Location
- Coppell, Texas United States

District information
- Superintendent: Dr. Leanne Shivers (Started October 2025)

Students and staff
- Students: 13,100

Other information
- Website: www.coppellisd.com

= Coppell Independent School District =

School district in Texas, United States

The Coppell Independent School District is a school district based in Coppell, Texas (USA).

The district includes most of Coppell and small parts of Grapevine, Irving (including a portion of Valley Ranch), Dallas and Lewisville.

In 2009, the school district was rated "recognized" by the Texas Education Agency.

In 2022, the school district was accused of tolerating racism and bullying against minority students.

==Overview and History==
The district was created as Coppell Independent School District by a vote of the local citizenry in 1959. In 1927, Dallas County Schools had acquired 6 acre of land for $900 upon which to build Pinkerton Elementary, the only campus to serve Coppell children attending kindergarten through the eighth grade. At that time, the total number of students in grades K-8 was about 175.

Until the first high school was built, at what is currently the site for Coppell High School 9th Grade Campus, formerly Coppell Middle School West's building, Coppell students wishing to complete their 9th-12th grade high school education did so in Grapevine. The additional four grades were phased-in beginning with the 9th grade which was added in 1961, then 10th in 1962, 11th in 1963, and the 12th grade was added in 1964. Over the years, Coppell has remained a one high school community where Coppell High School's mascot was the "Lions." Once the newly formed professional football team located nearby, the mascot was changed to the Coppell "Cowboys" and has remained so ever since.

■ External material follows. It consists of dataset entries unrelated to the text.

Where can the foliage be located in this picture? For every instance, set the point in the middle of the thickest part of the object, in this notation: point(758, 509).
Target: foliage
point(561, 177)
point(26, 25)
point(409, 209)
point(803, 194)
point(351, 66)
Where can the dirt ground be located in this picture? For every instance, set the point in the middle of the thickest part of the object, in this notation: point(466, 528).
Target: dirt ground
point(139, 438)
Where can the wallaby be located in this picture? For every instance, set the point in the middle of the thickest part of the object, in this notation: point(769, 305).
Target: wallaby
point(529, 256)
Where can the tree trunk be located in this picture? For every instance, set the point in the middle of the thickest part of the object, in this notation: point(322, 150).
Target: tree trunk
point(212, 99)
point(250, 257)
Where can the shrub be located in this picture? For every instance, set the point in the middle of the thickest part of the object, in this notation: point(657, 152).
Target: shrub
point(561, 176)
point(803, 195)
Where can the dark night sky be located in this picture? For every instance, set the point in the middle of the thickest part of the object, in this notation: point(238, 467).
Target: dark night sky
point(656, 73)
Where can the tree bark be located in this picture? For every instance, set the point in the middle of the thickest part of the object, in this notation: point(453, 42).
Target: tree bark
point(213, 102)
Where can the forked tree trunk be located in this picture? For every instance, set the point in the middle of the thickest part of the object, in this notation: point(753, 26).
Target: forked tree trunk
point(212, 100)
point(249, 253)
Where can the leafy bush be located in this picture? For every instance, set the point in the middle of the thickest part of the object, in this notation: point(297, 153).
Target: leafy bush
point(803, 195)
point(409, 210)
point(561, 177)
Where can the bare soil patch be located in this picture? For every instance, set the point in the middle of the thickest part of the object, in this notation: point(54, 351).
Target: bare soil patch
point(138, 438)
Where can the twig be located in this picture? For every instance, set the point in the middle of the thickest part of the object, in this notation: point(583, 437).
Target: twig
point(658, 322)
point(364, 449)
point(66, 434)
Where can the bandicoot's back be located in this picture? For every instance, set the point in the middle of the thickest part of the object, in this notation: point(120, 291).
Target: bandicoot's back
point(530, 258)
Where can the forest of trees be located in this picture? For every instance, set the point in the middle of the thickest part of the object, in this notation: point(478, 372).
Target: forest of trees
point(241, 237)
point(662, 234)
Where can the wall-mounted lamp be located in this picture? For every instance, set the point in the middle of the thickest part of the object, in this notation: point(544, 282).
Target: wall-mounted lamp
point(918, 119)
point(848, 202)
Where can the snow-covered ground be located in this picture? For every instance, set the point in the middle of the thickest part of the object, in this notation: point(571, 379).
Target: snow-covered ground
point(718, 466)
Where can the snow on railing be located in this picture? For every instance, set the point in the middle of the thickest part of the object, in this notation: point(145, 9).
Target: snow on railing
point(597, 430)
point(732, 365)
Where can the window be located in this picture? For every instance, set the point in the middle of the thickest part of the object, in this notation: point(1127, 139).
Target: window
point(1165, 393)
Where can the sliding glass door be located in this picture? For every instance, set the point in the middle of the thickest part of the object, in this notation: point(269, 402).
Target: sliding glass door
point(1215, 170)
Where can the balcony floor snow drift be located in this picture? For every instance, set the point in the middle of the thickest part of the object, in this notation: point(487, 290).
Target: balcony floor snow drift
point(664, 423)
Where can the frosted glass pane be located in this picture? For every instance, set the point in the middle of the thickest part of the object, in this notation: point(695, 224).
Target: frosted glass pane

Student growth in the district averaged over 16% from the mid-eighties through the late nineties. Today, as the largest employer in Coppell with over 1200 employees, Coppell ISD has fifteen campuses serving nearly 10,000 students in grades K-12 including ten at the elementary level, three middle schools, two high school, and an alternative campus. The CISD has opened a new technically oriented high school, called New Tech High @ Coppell, in the fall of 2008.

Coppell is ranked twelfth among "The Best Places to Live in Dallas" with mean SAT scores earning them third place among 62 suburbs (D Magazine 7/06).

Coppell ISD is ranked #1 in school districts in Texas over 10,000 students for Gold Performance Acknowledgments (GPAs) in 2006. Eighty two acknowledgments for high achievement were awarded across the district by TEA. For the fourth year in a row, CISD has received a Superior Achievement rating based on answering "yes" to each of the 21 indicators included in the Financial Integrity Rating System of Texas (FIRST) program.

==Schools==

=== High Schools (Grades 9-12)===
- Coppell High School (opened in 1961)
  - 2001-2002 National Blue Ribbon School
- New Tech High @ Coppell (opened in 2009)
- Coppell High School - Ninth Grade Campus (opened in 2018)

===Middle Schools (Grades 6-8)===
- Coppell Middle School - East (opened in 1986)
  - 1999-2000 National Blue Ribbon School
- Coppell Middle School - North (opened in 1998)
- Coppell Middle School - West (opened in 1979
  - 1994-96 National Blue Ribbon School

===Elementary Schools (Grades K-5)===
- Austin Elementary (opened in 1987)
- Cottonwood Creek Elementary (opened in 1996)
- Canyon Ranch Elementary (opened in 2019)
- Denton Creek Elementary (opened in 1998)
- Lakeside Elementary (opened in 1993)
- Mockingbird Elementary (opened in 1991)
- Pinkerton Elementary (opened in 1927, closed in 2025)
- Richard J. Lee Elementary (opened in 2014)
- Town Center Elementary (opened in 1994)
- Valley Ranch Elementary (opened in 1996)
- Wilson Elementary (opened in 1992)
  - 1998-99 National Blue Ribbon School

=== Alternative Education (DAEP/AEP) ===
- Education Annex

==Demographics==
From 1997 to 2016, the number of students considered to be economically disadvantaged increased by more than 200%

The non-Hispanic white population increased from 1997 until 2003, when it had the highest ever number of that racial demographic, From 2003 to 2016, according to Eric Nicholson of the Dallas Observer, after 2003 that figure "began a steady decline". According to Nicholson, the district had not faced white flight as severe as other Dallas County school districts.

As of 2022 the student population is 51.6% Asian, 27.6% White, 13.2% Hispanic/Latino, 4.2% Black, 3.1% Two or More Races, 0.3% American Indian, and 0.1% Pacific Islander.